Quelle que soit leur destination, 65,1% des SCI du corpus se signalent par un fractionnement inégalitaire du capital (71/109). Que cache cette réalité ? Tout dépend à vrai dire du ou des objectifs patrimoniaux que souhaitent atteindre les instigateurs des montages, de leurs investissements financiers corrélatifs et de leur « programme politique ». De prime abord, l’inégalité capitalistique peut être entrevue comme l’indice de :
Cette description décante la dynamique causale d’une répartition inégalitaire du capital sociétaire. Or elle ne suffit pas pour la bonne et simple raison que l’inégalité admet des degrés qui dépendent des situations et des stratégies. La description mérite d’être affinée. Plus exactement, il faut discerner dans cet ensemble des montages que nous pourrions qualifier d’hypo-inégalitaires,ou d’inégalitaires simples, et des montages hyper-inégalitaires. Les premiers ne représentent que 15,5% des montages inégalitaires (11/71), laissant ainsi le champ libre à des pratiques hégémoniques et discrétionnaires qui seront évoquées dans la section suivante. Pour être plus précis, nous définirons un montage d’hyper-inégalitaire lorsque l’un ou deux de ses membres détiennent au moins ¾ du capital et, donc, des droits de vote. A l’intérieur de notre corpus, nous citerons volontiers Roland et son épouse (75/25), Martine, ses enfants et son époux (10/100/100/790), Robert et sa tante (100/5 000), Didier et son épouse (2/98), Etienne et ses enfants (96/2/2), Hélène et ses deux filles (380/10/10) ou encore le fils et la bru de Sylvain (95/5). A l’inverse, un montage sera désigné comme hypo-inégalitaire à l’aune d’une ventilation assez équilibrée des parts, quand bien même un ou deux associés s’échappent. Marie, son défunt fils et le couple de sa fille Christine (448/440/400), Béatrice, son mari et sa fille (150/150/100), Laurent, son épouse et leur fils cadet (3 000/3 000/4 000) ou Solange et ses 3 enfants (15/15/10/10) en sont de bonnes illustrations.
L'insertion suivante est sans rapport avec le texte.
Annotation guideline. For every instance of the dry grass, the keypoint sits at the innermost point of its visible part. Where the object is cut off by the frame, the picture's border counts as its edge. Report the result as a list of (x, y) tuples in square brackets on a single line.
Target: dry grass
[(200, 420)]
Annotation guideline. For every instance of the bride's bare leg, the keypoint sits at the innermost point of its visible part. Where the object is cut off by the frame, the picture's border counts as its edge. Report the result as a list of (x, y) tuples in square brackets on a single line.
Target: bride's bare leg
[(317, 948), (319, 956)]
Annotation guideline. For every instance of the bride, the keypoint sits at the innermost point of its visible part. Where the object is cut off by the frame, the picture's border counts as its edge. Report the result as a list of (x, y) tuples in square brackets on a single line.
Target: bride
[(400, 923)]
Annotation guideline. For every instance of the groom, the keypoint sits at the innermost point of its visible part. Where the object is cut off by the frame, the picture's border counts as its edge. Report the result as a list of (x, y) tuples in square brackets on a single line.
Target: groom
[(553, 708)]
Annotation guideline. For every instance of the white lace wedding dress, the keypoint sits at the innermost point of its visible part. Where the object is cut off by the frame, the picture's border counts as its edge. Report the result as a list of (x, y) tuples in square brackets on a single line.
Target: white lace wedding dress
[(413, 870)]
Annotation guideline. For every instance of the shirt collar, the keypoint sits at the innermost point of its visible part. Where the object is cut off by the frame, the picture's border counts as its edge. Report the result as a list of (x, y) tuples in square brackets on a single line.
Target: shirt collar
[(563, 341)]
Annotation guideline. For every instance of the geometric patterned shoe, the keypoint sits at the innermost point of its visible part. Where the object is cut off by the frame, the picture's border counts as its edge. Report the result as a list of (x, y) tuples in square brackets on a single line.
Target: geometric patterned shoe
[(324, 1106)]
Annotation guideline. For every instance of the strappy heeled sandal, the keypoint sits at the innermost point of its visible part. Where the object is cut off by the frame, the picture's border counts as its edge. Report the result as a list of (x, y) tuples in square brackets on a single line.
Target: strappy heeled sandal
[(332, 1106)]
Alors que l’hypo-inégalité dénote d’un resserrement des positions, l’hyper-inégalité répercute, elle, sans détour, une personnalisation projective, même si la socialisation juridico-financière et la transmission patrimoniale anticipée sont sous-jacentes. En revanche, il faut dire que cette polarisation peut aussi, paradoxalement, masquer le contraire de ce qu’elle laisse augurer et démontrer que les associés minoritaires ne sont pas toujours des « associés dormants » [Patrick]. En effet, Didier a attribué 98% des parts de la SCI à son épouse dans l’optique d’une protection de celle-ci en cas de décès prématuré ou d’une hypothétique faillite de son entreprise. Son épouse a certes financé sa part ultra-majoritaire avec ses acquêts mais la gérance adoptée est collégiale et, dans les faits, c’est Didier qui tient la baguette. Dans un autre cadre, Richard et ses quatre associés-ingénieurs ont monté leur deuxième SCI en prenant chacun le même nombre de parts et en laissant la part léonine à la holding dans laquelle ils sont tous actionnaires (24/24/24/24/24/2 112). Bien que minoritaires, les cinq partenaires conservent un pouvoir d’action équivalent – l’un d’eux étant en outre gérant – mais font supporter à leur nouvelle structure commerciale la plus grosse charge financière. Leurs statuts d’actionnaires et dirigeants de la holding peut, si besoin est, les conduire à changer la donne et prendre davantage de participations dans la SCI. Certaines inégalités s’avèrent donc modulables et stratégiques.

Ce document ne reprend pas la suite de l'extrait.